Certa vez, um produtor de cinema disse que para um filme fazer sucesso nas telas, os roteiristas se preocupavam em escrever uma grande história. Depois, passaram a desenvolver bons personagens para mante-los através de várias histórias. Agora, tenta-se construir universos que tenham grandes personagens e grandes histórias cheias de conexões.
Star Wars sempre foi a referência máxima neste último modelo e a série original de George Lucas fez isso antes mesmo de ser uma tendência. A franquia reconfigurou não apenas o jeito de fazer filmes espaciais, mas a forma como se faz merchandising, como se transporta histórias em diferentes formatos (TV, livros, quadrinhos), como se cria narrativas complexas e cheias de aprofundamento.
“Seguindo cartilha que precede o próprio George Lucas, Abrams trouxe um retorno digno e inspirador à franquia”
Assim, fazia todo sentido contratar Abrams para cumprir a tarefa de trazer de volta o universo mais popular do cinema.
Não é difícil entender o porquê ao sair da sessão de O Despertar da Força. Tal qual seus professores, Abrams sabe muito bem que narrativas que caem no gosto do grande público são mashups muitíssimo elaborados de boas histórias que já foram contadas. Misturas visuais, sonoras, simbólicas.
E se George Lucas reverenciou o cinema de aventura dos anos 40, o cinema de samurai de Kurosawa, o faroeste de Leone e as aventuras espaciais de Flash Gordon, Abrams segue a cartilha dos seus mestres.
Está tudo lá.
“Bastante próximo de soar apenas como uma emulação, em O Despertar da Força temos novos heróis e novos vilões, temos conflitos similares, mas com desafios que parecem resolvidos de modo muito fácil”
Longe de ser um mero artesão, contudo, Abrams sabe que a grandeza do processo de Lucas é reverenciar suas paixões através da sua própria interpretação. Esta reverência, que teve parte importante exigida diretamente pela Disney (como trazer Han Solo e Chewbacca, por exemplo), se apresenta como uma versão rica e atualizada da melhor parte da narrativa da trilogia original dos anos 70/80: nos conectamos com aquela história porque ela fala conosco.

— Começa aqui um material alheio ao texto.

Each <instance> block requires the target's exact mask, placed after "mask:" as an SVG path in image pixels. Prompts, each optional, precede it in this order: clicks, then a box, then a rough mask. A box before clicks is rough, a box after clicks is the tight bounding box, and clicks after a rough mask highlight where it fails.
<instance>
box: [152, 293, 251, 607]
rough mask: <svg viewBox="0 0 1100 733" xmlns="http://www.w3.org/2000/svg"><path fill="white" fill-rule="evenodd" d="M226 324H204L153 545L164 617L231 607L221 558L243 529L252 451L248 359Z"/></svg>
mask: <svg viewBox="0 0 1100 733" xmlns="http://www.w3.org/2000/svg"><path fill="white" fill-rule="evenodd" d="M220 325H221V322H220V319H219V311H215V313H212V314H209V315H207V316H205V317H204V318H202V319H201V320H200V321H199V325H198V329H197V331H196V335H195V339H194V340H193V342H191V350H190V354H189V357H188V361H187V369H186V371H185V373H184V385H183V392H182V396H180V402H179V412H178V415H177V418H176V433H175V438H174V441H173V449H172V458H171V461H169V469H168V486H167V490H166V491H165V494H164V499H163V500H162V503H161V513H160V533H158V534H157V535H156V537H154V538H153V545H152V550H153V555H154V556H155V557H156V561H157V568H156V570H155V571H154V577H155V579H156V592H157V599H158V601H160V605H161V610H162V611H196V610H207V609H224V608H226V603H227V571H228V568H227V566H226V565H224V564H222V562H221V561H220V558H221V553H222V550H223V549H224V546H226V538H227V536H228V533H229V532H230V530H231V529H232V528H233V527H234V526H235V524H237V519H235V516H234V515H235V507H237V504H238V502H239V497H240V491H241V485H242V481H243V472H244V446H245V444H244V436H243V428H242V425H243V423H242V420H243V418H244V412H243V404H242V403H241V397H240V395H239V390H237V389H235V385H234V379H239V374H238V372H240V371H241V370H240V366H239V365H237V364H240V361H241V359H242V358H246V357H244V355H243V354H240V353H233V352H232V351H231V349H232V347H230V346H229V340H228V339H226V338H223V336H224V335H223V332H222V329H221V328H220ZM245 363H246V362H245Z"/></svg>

Nos episódios 4, 5 e 6 estavam três pontos essenciais em torno da jornada do herói Luke Skywalker: identificação imediata com o protagonista, a partir de suas descobertas, da sua evolução e, especialmente, da sua fragilidade; encantamento em torno das aventuras interestelares; e, por fim, a relação entre pai e filho na dualidade entre tentação e redenção.
Está tudo lá.
Reimaginado, atualizado para pautas importantes dessa geração (representação de gênero e raça), atualizado para os efeitos especiais que Lucas não pode ter em sua época (ou fez uso cegamente encantado nos prequels), e extremamente relevante para os fãs, satisfeitos com uma continuação da melhor parte da história. As audiências vibram nos cinemas, aplaudindo e gritando em cenas de ação.
Está tudo lá, assim como alguns problemas – que agora são outros.

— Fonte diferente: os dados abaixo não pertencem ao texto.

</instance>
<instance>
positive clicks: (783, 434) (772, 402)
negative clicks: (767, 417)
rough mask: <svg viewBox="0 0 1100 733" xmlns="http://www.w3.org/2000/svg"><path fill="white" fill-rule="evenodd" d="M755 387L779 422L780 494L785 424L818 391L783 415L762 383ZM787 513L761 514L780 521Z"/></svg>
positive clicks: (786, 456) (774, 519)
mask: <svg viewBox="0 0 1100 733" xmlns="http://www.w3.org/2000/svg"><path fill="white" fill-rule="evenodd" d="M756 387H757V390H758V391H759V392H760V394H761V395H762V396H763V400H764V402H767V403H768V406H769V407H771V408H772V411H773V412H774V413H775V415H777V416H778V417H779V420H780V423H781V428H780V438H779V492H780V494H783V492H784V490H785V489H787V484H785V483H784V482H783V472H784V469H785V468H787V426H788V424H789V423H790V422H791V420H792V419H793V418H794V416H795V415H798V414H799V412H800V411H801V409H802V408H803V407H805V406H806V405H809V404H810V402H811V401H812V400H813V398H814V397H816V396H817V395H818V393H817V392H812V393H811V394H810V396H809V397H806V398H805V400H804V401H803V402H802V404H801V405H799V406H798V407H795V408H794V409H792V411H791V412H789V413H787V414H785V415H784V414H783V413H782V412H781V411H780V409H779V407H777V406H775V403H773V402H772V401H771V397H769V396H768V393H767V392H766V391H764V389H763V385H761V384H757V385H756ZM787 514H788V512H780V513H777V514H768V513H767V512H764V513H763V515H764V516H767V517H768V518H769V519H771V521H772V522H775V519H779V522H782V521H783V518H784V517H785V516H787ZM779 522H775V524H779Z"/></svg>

Bastante próximo de soar apenas como uma emulação, em O Despertar da Força temos novos heróis e novos vilões, temos conflitos similares, mas com desafios que parecem resolvidos de modo muito fácil.
O interessante aprofundamento de fragilidade no novo vilão, em seus aspectos psicológicos e de habilidades físicas, acaba soando como algo que ajuda a banalizar símbolos vitais para a franquia, como o que significa ser jedi e dominar o sabre de luz. Isso fica extremamente evidente nas lutas.
E se também se constrói arquétipos políticos mais claros e fáceis de serem absorvidos, revisitando a força bélica do Império e seu desejo de domínio, a frota que luta pelo bem não parece sofrer tanto assim para conquistar seus objetivos.
Tudo isso, contudo, não ofusca O Despertar da Força. Nele não há os elementos disruptivos encontrados em Uma Nova Esperança (como George Miller conseguiu fazer revisitando Mad Max), mas existe ali uma história que mexe conosco e nos emociona. Seguindo cartilha que precede o próprio George Lucas, Abrams trouxe um retorno digno e inspirador à franquia.
O sétimo episódio de Star Wars tem tudo que mais gostamos na série e, por consequência, no cinema de aventura interestelar que virou sua metonímia. Abrams acertou. E ao contrário do que o seu mestre Lucas fez na virada do século, no seu próprio retorno à série, nos deixou querendo mais.